What is an example of turning qualitative data into quantitative data?

What is an example of turning qualitative data into quantitative data?

Let’s look at a hypothetical research project that aims to understand customer satisfaction with a newly launched mobile application to illustrate the conversion from qualitative to quantitative data. In this scenario, researchers conduct qualitative research by conducting interviews with users and asking them open-ended questions such as “What do you like about the app?” and “What improvements would you suggest?” Additionally, they gather text-based reviews from various online platforms where users can freely express their opinions about the app.

Once qualitative research methods have collected the necessary data, the researchers begin the process of coding. This involves reviewing the interview transcripts and text reviews, then identifying recurring themes or phrases. For instance, phrases like “user-friendly interface,” “frequent crashes,” or “helpful customer support” could be extracted and assigned specific codes.

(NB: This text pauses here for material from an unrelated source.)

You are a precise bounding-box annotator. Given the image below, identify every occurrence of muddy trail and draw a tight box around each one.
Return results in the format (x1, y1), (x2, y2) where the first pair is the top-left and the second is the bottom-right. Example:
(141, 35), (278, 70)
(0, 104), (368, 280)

After coding, the next step is to group these codes into broader categories or themes. These might include categories like “Usability,” “Technical Issues,” and “Customer Support.” Qualitative analysis can then look at these categories to generate an understanding of the key themes in the data. At this stage, researchers can also count the frequency with which each code or category appears in the data. For example, if the category “Usability” is mentioned 40 times across all interviews and reviews, and “Technical Issues” is mentioned 30 times, these numbers begin to form quantitative data points that can be analyzed statistically.

Codes can provide quantifiable information about the frequency of recurring themes.

Next, researchers can now perform various analyses to answer specific questions. For example, they might use statistical tests to determine if the frequency of mentions of “Technical Issues” is statistically significant when compared to other categories. They may also correlate these quantitative results with other points of interest, such as net promoter scores, app ratings, or user engagement metrics, to provide a more holistic understanding of customer satisfaction.

However, the qualitative insights shouldn’t be overlooked even as the data is being quantified. The qualitative data offer the depth and context that make the quantitative results meaningful. For instance, while a quantitative approach to analysis can tell you “what” the issues are and how often they occur, a qualitative approach can tell you “why” these issues matter to the users. In our example, knowing that “Technical Issues” were mentioned 30 times is valuable, but understanding the frustration or inconvenience caused by these issues provides a fuller picture.

By integrating both qualitative narratives and quantitative measurements, researchers can provide a richer, more comprehensive analysis of customer satisfaction with the mobile application. In this manner, the converted quantitative data serves to enhance and validate the findings from the qualitative data, rather than replace them.